Des poursuites engagées au Bénin
Les autorités judiciaires béninoises indiquent que deux mandats d’arrêt ont été délivrés contre l’intéressé : un mandat pour blanchiment de capitaux (juin 2025), un mandat pour apologie du crime, incitation à la haine et à la violence (décembre 2025).
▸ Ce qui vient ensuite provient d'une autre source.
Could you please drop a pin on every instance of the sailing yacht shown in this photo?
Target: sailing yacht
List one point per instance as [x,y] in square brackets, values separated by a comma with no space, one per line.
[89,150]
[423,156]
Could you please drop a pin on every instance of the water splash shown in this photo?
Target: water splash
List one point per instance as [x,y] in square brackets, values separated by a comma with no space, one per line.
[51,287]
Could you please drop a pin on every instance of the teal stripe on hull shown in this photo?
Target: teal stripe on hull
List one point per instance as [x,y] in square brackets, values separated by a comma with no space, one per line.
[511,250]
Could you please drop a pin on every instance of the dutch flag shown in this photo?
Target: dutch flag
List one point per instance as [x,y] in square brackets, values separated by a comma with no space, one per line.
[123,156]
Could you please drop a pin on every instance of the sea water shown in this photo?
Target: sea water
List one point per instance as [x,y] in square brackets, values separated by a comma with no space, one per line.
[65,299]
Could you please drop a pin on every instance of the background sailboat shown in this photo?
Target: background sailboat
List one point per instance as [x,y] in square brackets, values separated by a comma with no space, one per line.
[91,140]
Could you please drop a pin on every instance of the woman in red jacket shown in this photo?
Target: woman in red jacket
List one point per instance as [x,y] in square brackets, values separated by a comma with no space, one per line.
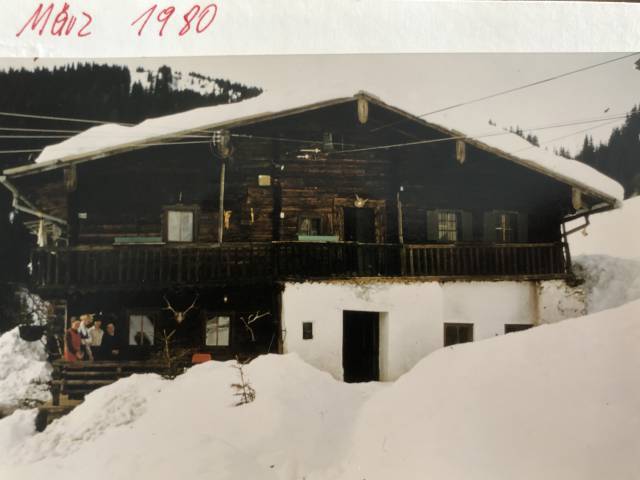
[73,343]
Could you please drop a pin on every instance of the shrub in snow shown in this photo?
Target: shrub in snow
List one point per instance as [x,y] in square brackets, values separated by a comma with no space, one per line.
[243,390]
[24,372]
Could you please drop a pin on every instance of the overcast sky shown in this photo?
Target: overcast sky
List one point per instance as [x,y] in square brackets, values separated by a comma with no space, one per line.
[427,82]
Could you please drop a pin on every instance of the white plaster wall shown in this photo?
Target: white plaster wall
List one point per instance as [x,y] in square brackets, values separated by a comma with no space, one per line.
[411,321]
[559,301]
[490,305]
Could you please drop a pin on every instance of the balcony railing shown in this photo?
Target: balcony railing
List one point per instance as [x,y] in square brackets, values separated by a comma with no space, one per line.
[156,266]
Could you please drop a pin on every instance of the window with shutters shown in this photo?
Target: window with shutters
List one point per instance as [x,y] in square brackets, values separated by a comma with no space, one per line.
[217,328]
[449,226]
[141,329]
[180,224]
[309,225]
[457,333]
[506,227]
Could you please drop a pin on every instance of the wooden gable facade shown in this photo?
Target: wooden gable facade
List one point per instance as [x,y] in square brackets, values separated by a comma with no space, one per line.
[312,194]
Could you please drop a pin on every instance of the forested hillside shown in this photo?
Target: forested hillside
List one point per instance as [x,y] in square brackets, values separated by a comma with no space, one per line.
[105,93]
[620,156]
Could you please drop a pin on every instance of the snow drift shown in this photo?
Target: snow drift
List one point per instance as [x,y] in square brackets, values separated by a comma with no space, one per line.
[24,371]
[559,402]
[613,233]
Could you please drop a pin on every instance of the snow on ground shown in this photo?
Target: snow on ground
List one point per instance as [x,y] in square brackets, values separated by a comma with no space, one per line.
[153,428]
[615,233]
[108,138]
[608,281]
[558,401]
[24,371]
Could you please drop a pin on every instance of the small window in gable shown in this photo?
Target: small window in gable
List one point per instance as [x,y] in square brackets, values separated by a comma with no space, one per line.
[180,224]
[217,330]
[506,227]
[141,330]
[449,226]
[309,225]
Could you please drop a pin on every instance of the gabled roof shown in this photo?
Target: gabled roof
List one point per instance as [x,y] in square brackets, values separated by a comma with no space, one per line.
[110,139]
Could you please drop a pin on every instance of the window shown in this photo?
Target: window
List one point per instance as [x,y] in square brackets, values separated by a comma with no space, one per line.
[448,226]
[457,333]
[309,226]
[180,225]
[506,227]
[141,330]
[307,330]
[217,331]
[516,327]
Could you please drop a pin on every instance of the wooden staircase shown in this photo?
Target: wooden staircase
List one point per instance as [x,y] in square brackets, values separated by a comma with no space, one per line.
[72,381]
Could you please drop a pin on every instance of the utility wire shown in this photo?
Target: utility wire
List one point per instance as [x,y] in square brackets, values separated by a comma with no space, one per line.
[511,90]
[472,137]
[59,119]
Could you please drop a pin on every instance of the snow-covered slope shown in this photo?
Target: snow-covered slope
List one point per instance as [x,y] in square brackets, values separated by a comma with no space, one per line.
[24,371]
[614,233]
[559,401]
[101,140]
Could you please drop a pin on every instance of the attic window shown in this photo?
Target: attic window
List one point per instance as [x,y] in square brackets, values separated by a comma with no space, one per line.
[448,226]
[309,226]
[180,223]
[506,227]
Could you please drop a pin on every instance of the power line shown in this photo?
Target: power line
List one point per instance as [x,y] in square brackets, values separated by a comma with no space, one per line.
[472,137]
[515,89]
[59,119]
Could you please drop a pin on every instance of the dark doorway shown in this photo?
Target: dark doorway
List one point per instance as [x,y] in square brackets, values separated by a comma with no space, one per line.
[359,225]
[360,346]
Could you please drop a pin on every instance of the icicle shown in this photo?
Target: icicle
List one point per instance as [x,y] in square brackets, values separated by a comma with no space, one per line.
[42,236]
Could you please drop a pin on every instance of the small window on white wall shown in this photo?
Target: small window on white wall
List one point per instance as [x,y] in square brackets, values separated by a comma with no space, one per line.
[217,331]
[180,225]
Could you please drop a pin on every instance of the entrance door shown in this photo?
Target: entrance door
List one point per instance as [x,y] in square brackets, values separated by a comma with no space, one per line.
[360,346]
[359,225]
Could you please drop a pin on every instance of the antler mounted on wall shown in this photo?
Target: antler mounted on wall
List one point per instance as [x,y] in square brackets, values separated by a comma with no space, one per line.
[251,319]
[180,316]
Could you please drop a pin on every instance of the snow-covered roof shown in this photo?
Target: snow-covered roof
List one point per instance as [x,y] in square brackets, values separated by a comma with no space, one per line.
[109,139]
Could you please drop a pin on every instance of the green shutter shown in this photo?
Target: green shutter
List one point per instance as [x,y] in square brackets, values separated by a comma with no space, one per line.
[467,226]
[523,228]
[432,226]
[489,227]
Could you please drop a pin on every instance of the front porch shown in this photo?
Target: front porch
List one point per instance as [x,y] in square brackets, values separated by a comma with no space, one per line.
[86,268]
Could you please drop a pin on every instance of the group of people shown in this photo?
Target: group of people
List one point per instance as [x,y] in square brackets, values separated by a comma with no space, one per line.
[86,340]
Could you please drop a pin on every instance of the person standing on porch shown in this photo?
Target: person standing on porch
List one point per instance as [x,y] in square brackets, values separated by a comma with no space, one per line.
[95,335]
[73,343]
[85,321]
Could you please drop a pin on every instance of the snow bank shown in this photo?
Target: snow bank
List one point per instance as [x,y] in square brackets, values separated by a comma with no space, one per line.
[556,402]
[109,138]
[155,428]
[24,371]
[608,281]
[615,233]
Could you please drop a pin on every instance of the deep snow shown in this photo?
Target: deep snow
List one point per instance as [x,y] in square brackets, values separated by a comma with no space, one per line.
[558,401]
[24,371]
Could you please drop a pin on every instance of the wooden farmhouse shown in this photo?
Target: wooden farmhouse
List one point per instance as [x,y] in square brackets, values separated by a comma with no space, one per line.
[348,231]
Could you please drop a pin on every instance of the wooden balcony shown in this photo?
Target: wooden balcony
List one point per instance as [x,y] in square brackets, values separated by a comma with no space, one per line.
[144,266]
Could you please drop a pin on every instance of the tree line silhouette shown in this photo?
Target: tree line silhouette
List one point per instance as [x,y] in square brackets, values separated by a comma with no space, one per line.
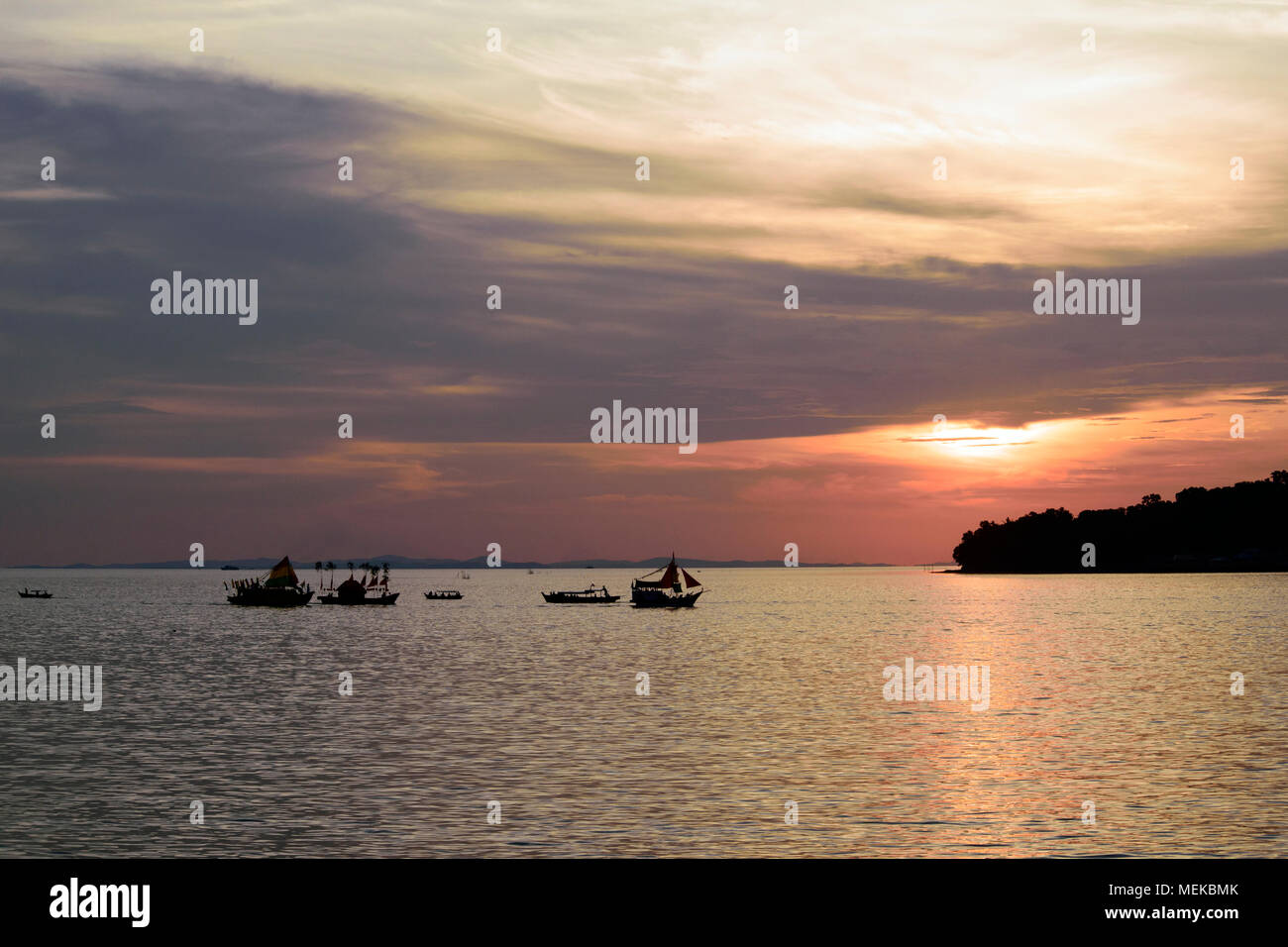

Dans ce cadre, une demande d’arrestation provisoire a été adressée aux autorités sud-africaines, en attendant le dépôt officiel d’une requête d’extradition.
Une comparution simultanée en Afrique du Sud
Au même moment, Kémi Séba comparaissait devant le tribunal régional de Pretoria dans une procédure distincte. Il avait été arrêté le 13 avril 2026 avec son fils et un ressortissant sud-africain, dans une affaire liée à des vérifications administratives sur le statut migratoire de plusieurs personnes.
Les autorités sud-africaines indiquent que lors de l’interpellation, plusieurs téléphones portables ainsi qu’une somme d’environ 318 000 rands ont été saisis. Les suspects restent en détention provisoire.
Une affaire renvoyée au 29 avril 2026
La justice sud-africaine a décidé de reporter l’examen du dossier au 29 avril 2026, date à laquelle sera étudiée une demande de mise en liberté sous caution. Les autorités nigériennes ont également indiqué que l’activiste détient un passeport diplomatique du Niger, selon le ministre des Affaires étrangères Bakary Yaou Sangaré, qui suit l’évolution de la situation.
Une procédure encadrée juridiquement
Mario Metonou a précisé que la démarche d’extradition s’inscrit dans un cadre légal international et conventionnel. Les autorités béninoises assurent que des informations complémentaires seront communiquées au fil de l’évolution du dossier.